先輩メッセージ / Message10:トップネイリスト 松下美智子さん

権威あるネイルコンテストで世界ランキング1位を受賞するなど、全世界が認めるトップネイリスト松下美智子さん。松下さんが「自分のお店を持ちたい」という夢を実現できたのは、明確なヴィジョンがあったからこそ。チャーミングな笑顔の裏に隠された努力とその戦略について、たっぷりお話を伺いました。

PROFILE

松下美智子(まつした みちこ)

高校卒業後、タカラベルモントに入社。エステティック事業部に講師として勤務。その間、山野愛子美容専門学校を卒業。1996年、シデスコインターナショナルディプロマ(エステティック国際ライセンス)、美容師国家試験資格取得。その後、ネイルとエステのトータルコーディネートを目指し、都内ネイルスクールでネイルを学ぶ。フリーランスで活躍する一方で、数々の世界大会を制覇。1999年には全米美容業界4大大会で7タイトルを獲得する。
2000年にネイル&エステティックサロン「ル ソレイユ」(現トゥーソレイユ)をオープン。現在は「シーズインターナショナルカレッジ」の学院長や講師も務める。

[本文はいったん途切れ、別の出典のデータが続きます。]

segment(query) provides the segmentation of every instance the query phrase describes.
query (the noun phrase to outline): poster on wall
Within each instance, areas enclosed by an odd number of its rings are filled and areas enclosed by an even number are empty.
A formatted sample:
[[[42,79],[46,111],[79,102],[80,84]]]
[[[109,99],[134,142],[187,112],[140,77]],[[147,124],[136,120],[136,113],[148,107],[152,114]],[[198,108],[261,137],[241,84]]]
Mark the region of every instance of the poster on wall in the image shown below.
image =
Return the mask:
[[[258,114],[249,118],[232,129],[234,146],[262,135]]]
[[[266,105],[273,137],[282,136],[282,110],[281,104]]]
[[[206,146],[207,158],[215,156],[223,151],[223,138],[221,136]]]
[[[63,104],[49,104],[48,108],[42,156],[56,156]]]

まず、松下さんが美容の仕事に進もうと思ったきっかけを教えてください。

きっかけを与えてくれたのは私の母ですね。小学生のころに、母から「美智子は手先が器用だから、美容の道が向いているんじゃない?」ってアドバイスをされて、自然と美容関係に興味を持つようになったんです。何しろ母は「手に職を付けろ」「男の人を頼るな」という教育方針で(笑)。私自身、実家はお寿司屋さんで自営業だったので、OLにはなりたくなくて。小学校を卒業するころには「将来は美容師になってお店を持ちたい」という夢を持つようになっていました。

高校卒業後はどのような進路に進まれたのですか?

高校卒業後は、美容業界の大手であるタカラベルモントのエステティック事業部に就職をしました。もちろん美容師という選択肢もあったけれど、美容師は人数が多くて飽和状態。そんなときに母の知人のエステティシャンから「これからは美容師じゃなくてエステよ」とアドバイスを受けて、エステの道へ進むことにしたんです。

いつネイルには出会ったのですか?

会社ではエステのインストラクターとして働いていたのですが、「自分の店を開きたい」という夢はずっとあったんですよ。でもこんな小娘が急にお店を開いたところで、大手サロンには勝てないし、お客さんは来てくれません。それで何かもうひとつ、自分のお店を他と差別化できるようなものはないかと模索していたんですよね。そんなときに、ちょうどネイルのスクールの説明会に行く機会があって「コレだ!」と。ネイルやエステ、まつげパーマなどが一度に受けられる複合的なサロンが作れたら、お客さんも喜んでくれるんじゃないかって思ったんですよね。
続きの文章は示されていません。